At prefill T=64, s_k=1024: K/V = 1024 × 512 × 2 = 1MB per CTA. 128 CTAs × 1MB = 128MB. Still ~16μs, comparable to compute. Not a bottleneck.
Start with independent K/V loads. Optimize later with cluster-wide sharing if profiling shows it's needed.
Risks and Mitigations
| Risk | Mitigation |
|---|---|
| TMA tensor layout mismatch for multi-head Q | Print shapes at trace time. Start with n_h=1 regression. |
| Grid dimension confusion (which axis is heads) | Follow CUTLASS reference: (M_tiles, heads, batch) |
| LSE output indexing for multi-head | Each CTA writes LSE to its (batch, head) position |
| SMEM budget unchanged per CTA | Each CTA has independent SMEM. No budget change. |
| Edge case: T not divisible by M_tile | For decode T=1, M=1 padded to 128. Need to mask output rows > T. |
CUTLASS Reference FMHA Architecture (for reference)

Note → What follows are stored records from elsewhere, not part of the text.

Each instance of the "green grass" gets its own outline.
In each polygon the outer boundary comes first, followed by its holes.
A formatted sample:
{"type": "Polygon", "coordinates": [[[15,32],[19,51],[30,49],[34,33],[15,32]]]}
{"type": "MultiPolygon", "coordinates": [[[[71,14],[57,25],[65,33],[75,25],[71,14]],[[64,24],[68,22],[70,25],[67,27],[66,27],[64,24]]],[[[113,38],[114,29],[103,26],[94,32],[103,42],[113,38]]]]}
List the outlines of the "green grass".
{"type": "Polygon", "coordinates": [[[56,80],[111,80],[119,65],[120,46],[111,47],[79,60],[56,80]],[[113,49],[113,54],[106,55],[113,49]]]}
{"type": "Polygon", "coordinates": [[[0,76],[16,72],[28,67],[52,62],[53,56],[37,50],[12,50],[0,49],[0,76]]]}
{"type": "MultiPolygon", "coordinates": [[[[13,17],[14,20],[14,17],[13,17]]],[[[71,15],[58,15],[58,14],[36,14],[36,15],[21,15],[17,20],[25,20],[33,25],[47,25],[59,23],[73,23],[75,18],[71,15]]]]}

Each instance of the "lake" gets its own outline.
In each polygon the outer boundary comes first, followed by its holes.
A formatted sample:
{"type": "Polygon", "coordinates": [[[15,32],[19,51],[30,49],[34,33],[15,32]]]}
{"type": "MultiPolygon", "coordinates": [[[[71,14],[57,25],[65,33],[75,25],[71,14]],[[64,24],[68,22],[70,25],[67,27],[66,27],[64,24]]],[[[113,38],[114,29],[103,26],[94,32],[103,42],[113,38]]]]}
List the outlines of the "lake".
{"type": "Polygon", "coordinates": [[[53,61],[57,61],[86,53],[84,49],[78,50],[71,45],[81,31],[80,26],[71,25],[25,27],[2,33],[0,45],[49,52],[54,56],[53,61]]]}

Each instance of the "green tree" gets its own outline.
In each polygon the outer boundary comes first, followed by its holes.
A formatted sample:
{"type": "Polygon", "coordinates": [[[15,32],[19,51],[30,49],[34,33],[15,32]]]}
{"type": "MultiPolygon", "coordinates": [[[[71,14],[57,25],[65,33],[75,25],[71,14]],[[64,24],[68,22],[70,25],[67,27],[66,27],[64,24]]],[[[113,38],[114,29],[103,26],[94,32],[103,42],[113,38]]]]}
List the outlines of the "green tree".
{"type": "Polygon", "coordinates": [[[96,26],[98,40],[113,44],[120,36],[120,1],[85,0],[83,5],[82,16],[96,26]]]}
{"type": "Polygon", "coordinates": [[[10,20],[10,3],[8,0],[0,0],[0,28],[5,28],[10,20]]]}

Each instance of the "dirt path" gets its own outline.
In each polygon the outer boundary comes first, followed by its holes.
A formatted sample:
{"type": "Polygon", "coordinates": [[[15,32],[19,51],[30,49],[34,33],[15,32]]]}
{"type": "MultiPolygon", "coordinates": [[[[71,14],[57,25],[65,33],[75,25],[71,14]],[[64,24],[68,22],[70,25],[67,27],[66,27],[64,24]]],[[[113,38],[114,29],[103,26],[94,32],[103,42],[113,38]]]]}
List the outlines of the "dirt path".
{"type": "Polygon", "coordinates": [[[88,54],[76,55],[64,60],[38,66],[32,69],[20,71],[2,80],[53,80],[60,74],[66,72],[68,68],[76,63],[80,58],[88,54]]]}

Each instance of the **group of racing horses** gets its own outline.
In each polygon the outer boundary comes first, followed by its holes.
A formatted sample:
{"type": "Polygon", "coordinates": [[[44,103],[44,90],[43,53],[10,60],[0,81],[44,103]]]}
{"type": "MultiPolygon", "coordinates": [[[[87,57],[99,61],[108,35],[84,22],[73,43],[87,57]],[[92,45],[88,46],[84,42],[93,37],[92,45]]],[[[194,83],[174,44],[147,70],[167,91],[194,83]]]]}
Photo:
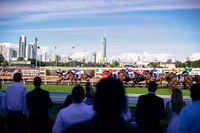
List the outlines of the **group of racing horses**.
{"type": "Polygon", "coordinates": [[[104,75],[108,77],[119,78],[121,82],[127,83],[132,81],[132,85],[139,84],[140,82],[144,82],[144,86],[146,86],[150,81],[155,81],[158,85],[162,85],[165,81],[166,86],[175,87],[177,85],[182,84],[184,88],[187,86],[192,86],[194,82],[200,82],[200,76],[195,75],[191,76],[183,72],[182,74],[176,74],[174,72],[165,72],[165,73],[153,73],[150,70],[144,70],[141,73],[139,72],[127,72],[126,69],[121,69],[118,73],[112,73],[110,71],[104,71],[104,75]]]}
{"type": "MultiPolygon", "coordinates": [[[[68,70],[65,73],[59,73],[59,79],[57,83],[60,83],[62,80],[69,80],[72,84],[73,82],[78,83],[81,81],[89,82],[91,76],[86,73],[79,73],[76,74],[72,70],[68,70]]],[[[165,73],[153,73],[150,70],[144,70],[142,72],[135,72],[131,71],[128,72],[126,69],[121,69],[119,71],[112,71],[112,70],[105,70],[102,72],[102,78],[118,78],[123,83],[128,83],[132,81],[132,86],[141,83],[142,81],[145,83],[146,86],[150,81],[155,81],[158,85],[162,85],[163,82],[167,83],[167,86],[173,87],[176,85],[182,84],[185,87],[190,87],[194,82],[200,82],[200,76],[191,76],[186,73],[182,73],[177,75],[174,72],[165,72],[165,73]]]]}

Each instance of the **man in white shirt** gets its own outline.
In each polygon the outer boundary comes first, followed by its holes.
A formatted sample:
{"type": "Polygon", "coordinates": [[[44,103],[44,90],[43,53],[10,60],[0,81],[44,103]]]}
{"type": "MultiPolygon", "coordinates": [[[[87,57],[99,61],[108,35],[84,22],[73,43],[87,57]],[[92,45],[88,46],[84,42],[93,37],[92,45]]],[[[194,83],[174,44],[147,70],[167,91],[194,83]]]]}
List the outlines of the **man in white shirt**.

The CUTLASS Blackwell FMHA (fmha.py) uses:
- Grid:
(num_M_tiles, num_q_heads, batch)computed viafmha_utils.compute_grid - TMA shapes: Q/K/V/O as
(seq, dim, ((h_r, h_k), batch)) - Tile scheduler:
FmhaStaticTileSchedulerwith persistent mode - 12-warp layout: Separate TMA, MMA, softmax, correction, epilogue warps
- Per-CTA: One head's M tiles. GQA support via
h_randh_kin the grid.
Key files:
/root/nvidia-meeting/venv/lib/python3.10/site-packages/flashinfer/data/cutlass/examples/python/CuTeDSL/blackwell/fmha.py— main kernel/root/nvidia-meeting/venv/lib/python3.10/site-packages/flashinfer/data/cutlass/examples/python/CuTeDSL/helpers/fmha_helpers.py— grid/scheduler
Our kernel uses a simpler 6-warp layout and no persistent scheduler. We'll add the multi-head grid on top of our existing architecture.
Dependencies
- D1 (parameterized HEAD_DIM): ✅ DONE for hd≤256. hd=512 blocked by MLIR compilation but not needed for D2 development.
- D5a (un-normalized O + LSE): ✅ DONE. Needed for D5 merge but not for D2.
Next Stage After D2
D3 — SWA sequence length mask. Once we have multi-head multi-batch, add the SWA window mask (swa_lens per batch).